Energy supply diversification: The Russian invasion of Ukraine has exposed vulnerabilities in many countries dependent on Russia for energy supplies, and will drive those countries to seek alternative sources. For nations without their own fossil fuel resources, this could mean developing nuclear energy and accelerating the transition to alternative energy sources, as well as seeking other fossil fuel suppliers. For those with fossil fuel resources, such as the U.S., it could mean reopening the debate on access to domestic oil and natural gas reserves, on increasing nuclear development and accelerating the transition to alternatives. What’s more, the expansion of renewable capacity within the U.S. should drive further upgrades to an aging power infrastructure. We believe portfolios positioned in companies that play a part in these developments will benefit from greater growth potential going forward.
Productivity enhancement: Tariffs, supply chain disruptions and rising material costs and wages have had a significant impact on companies’ profitability as the cost of doing business increases. In addition, an aging workforce requires more automation. These cost pressures result in investments in automation and robotics to improve productivity.2 As a result, companies are making significant investments in automation and robotics, supported by advancements in semiconductor manufacturing and 5G communications networks. In addition to cost savings from automation, advancements in artificial intelligence (AI) and software are enhancing companies’ operating efficiency. In a 2020 McKinsey survey, 50% of respondents had adopted AI in at least one function and 22% attributed at least 5% of earnings before interest and taxes (EBIT) to AI.3 Investments in automation and artificial intelligence are now a cost of doing business; we believe companies that provide these key services and functions will provide investors a long runway of growth potential.

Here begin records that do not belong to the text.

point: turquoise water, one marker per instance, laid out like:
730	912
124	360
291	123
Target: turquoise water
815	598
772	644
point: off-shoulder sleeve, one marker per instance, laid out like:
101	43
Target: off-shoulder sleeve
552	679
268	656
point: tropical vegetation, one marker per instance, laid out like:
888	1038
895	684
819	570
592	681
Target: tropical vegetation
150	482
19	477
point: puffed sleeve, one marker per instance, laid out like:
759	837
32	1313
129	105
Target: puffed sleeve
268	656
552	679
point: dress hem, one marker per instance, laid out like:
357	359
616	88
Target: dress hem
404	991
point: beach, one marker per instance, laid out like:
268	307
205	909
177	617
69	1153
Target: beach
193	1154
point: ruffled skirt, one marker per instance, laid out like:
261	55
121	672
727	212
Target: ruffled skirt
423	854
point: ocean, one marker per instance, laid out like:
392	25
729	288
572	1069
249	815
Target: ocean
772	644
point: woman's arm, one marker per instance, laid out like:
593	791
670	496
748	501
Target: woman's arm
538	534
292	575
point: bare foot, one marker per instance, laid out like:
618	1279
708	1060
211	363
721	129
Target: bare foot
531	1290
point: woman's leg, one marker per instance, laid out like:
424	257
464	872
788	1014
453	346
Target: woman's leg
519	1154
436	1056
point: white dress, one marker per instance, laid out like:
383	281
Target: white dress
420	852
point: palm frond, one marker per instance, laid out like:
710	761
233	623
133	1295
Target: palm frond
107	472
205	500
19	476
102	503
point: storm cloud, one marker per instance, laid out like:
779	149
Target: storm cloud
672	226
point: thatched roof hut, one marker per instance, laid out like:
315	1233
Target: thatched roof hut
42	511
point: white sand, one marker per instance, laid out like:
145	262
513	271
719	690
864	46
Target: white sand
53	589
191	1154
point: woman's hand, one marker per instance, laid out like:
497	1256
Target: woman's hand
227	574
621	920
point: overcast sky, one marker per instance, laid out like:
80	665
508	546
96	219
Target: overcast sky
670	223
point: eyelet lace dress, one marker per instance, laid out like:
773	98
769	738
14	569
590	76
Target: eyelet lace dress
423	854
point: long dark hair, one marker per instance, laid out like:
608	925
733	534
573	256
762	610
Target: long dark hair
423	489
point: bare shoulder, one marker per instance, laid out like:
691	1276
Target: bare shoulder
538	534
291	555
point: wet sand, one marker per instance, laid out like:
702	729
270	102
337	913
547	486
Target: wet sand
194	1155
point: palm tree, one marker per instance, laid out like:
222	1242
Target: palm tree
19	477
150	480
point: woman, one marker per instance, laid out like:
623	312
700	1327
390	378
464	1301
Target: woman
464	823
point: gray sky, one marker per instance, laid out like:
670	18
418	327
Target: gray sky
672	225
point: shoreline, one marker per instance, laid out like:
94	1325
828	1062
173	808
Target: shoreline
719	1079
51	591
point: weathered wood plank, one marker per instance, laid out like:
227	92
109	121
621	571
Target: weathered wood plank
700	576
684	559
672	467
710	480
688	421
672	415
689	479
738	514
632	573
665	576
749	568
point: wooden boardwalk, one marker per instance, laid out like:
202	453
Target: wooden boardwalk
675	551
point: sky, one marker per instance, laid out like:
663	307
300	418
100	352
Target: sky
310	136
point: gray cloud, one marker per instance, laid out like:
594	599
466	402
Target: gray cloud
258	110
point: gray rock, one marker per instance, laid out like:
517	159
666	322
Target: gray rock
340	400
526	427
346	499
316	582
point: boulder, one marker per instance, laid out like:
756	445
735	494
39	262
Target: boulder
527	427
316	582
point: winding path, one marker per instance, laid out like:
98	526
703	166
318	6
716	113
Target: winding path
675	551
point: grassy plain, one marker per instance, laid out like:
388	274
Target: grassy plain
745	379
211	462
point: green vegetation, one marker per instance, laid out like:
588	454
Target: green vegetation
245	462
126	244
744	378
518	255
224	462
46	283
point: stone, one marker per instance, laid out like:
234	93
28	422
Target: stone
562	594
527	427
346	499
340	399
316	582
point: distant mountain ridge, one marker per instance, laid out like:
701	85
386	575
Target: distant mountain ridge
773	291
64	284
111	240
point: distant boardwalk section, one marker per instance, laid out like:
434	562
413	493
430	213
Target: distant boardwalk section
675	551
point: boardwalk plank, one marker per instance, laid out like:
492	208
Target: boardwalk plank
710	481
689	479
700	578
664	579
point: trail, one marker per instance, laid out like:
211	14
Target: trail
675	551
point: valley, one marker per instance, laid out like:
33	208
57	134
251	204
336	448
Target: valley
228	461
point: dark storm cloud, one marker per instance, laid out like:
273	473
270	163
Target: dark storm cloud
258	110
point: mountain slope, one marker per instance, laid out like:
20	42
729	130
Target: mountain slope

Multiple forces appear to be shifting the world order in ways that will have dramatic longterm effects on global economic growth, wealth distribution and productivity. Under the current circumstances, with war raging in Ukraine and inflation surging globally, the four themes identified above — brand strength and pricing power, cybersecurity ramp-up, energy diversification and productivity enhancement — are likely to become more salient over the near term. Long term, as the economic cycle turns from inflation control and geopolitical issues revert to the background, we expect these themes to set the tone for the next phase of growth.